It’s been a volatile year for Bitcoin investors. On April 10, the Bitcoin market shot up to $266, before closing the day at around $125. The next day, Bitcoins started trading at $65. Today, they are trading around $121. The long-term value of a Bitcoin is anyone’s guess. It could be very valuable or completely worthless.
What in the World is a Bitcoin?
Bitcoins were created as an alternative to the world’s common currencies. The creator, Satoshi Nakamoto, considers Bitcoins to be a peer-to-peer electronic cash system. Since Bitcoins are based on cryptographic numbers, they can be transferred electronically. Unlike other global currencies, there is a limit of 21 Million Bitcoins that can be created. This is intended to combat inflation and make the value go up, unlike currencies that are printed at will. They can also be sent directly from one party to another, without the need for a banking intermediary.
So, Bitcoins are a digital and anonymous form of payment that is outside the reach of any government. What could possibly go wrong? Hackers have broken into the Bitcoin exchanges and stolen other people’s coins. Sometime an anonymous buyer will buy Bitcoins with a credit card and then reverse the charge, which means the seller is out their coins. Bitcoins have been used by unscrupulous people for nefarious purposes. I suspect governments will crack down on Bitcoin holders, since the central banks don’t want any competition.
Two Types of Investments
Precious, rare and vintage items can be great investments. They can also be big money losers. Collectibles can be hard to move at retail prices. They can incur a lot of transaction costs for auction and authentication. They can be damaged or devalued by wear or weather. They can go out of style and lose popularity, like baseball cards or comic books. The key thing about collectibles is that they must be sold for a higher price than they were purchased for in order to profit.
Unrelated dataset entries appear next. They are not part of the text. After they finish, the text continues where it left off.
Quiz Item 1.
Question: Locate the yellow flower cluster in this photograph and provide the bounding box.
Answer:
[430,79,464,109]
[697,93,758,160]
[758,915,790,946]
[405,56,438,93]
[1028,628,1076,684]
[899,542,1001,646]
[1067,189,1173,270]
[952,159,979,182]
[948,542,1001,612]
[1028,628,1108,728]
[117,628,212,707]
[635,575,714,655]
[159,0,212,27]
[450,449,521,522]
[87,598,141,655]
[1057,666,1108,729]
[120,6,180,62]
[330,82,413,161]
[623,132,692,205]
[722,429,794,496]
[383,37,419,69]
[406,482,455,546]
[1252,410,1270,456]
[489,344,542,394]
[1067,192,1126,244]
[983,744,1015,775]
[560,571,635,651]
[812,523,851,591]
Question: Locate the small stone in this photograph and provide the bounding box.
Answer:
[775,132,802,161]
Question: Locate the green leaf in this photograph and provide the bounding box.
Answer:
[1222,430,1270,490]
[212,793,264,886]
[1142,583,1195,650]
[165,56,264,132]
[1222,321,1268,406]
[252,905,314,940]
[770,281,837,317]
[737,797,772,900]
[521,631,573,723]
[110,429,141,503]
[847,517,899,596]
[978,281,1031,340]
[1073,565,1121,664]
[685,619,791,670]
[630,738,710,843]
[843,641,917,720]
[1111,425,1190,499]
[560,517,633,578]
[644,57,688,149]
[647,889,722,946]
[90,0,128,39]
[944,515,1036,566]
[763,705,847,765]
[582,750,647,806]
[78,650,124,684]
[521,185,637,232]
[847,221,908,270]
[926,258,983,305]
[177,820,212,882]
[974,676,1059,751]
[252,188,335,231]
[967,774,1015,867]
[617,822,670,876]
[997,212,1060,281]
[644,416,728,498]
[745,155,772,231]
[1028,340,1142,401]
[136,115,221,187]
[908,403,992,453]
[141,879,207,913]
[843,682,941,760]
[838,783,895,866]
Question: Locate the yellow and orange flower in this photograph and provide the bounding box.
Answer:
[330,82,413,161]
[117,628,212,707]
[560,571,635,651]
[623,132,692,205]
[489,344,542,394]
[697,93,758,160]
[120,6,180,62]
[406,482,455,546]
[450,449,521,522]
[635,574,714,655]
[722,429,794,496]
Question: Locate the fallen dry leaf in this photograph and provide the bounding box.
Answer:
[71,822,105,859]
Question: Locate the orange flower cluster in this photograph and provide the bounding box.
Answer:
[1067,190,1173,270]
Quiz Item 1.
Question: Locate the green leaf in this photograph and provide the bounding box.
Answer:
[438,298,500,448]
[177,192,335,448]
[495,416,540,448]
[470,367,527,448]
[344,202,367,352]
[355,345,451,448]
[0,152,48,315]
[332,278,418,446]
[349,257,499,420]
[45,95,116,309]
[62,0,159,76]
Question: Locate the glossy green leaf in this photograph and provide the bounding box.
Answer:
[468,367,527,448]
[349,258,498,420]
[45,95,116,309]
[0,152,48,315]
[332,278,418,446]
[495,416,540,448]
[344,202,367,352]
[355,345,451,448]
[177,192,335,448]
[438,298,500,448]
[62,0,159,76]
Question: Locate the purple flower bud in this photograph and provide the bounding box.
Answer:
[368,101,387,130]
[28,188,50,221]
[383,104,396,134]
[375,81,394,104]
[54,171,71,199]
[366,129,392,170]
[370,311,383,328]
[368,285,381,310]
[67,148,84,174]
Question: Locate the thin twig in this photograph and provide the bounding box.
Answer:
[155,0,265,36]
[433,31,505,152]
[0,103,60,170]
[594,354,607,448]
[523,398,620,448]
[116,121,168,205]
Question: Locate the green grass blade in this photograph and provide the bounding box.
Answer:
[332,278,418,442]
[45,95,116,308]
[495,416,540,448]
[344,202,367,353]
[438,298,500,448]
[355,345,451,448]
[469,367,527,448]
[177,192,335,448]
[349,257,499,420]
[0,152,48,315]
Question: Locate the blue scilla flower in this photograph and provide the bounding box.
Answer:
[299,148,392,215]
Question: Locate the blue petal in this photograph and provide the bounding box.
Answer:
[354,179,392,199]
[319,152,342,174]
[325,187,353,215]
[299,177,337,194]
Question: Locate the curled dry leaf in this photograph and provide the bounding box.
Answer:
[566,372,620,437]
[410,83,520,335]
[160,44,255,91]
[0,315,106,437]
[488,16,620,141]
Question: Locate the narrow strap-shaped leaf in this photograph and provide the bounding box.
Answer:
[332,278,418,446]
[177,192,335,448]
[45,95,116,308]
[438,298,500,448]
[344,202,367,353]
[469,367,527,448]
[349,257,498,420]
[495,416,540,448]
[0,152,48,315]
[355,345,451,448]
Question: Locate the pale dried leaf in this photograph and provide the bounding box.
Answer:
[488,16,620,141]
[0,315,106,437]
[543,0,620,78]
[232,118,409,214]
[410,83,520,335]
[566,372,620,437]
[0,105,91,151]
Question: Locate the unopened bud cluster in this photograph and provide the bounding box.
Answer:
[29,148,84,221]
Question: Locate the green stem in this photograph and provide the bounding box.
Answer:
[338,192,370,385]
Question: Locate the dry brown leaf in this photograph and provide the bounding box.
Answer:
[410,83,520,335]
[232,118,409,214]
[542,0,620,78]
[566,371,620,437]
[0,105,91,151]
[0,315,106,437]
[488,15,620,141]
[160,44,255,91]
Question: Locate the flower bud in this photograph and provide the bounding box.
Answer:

They don’t generate any income while they are being held.
I like to invest in things that generate earnings. Companies generate earnings for stocks and stock mutual funds and often pay dividends. Bonds and CDs generate earnings from interest. Either way, investors don’t have to count completely on appreciation in order to make a profit. If the company grows, it’s stock usually goes up, in addition to any dividends they have paid out.
The Bottom Line
The bottom line is the value of any investment is only what someone else is willing to pay for it. It makes no difference whether it is a stock, a property, a collectible or an ounce of gold. Be wary of investments that are based on speculation.
“Speculation is only a word covering the making of money out of the manipulation of prices, instead of supplying goods and services.”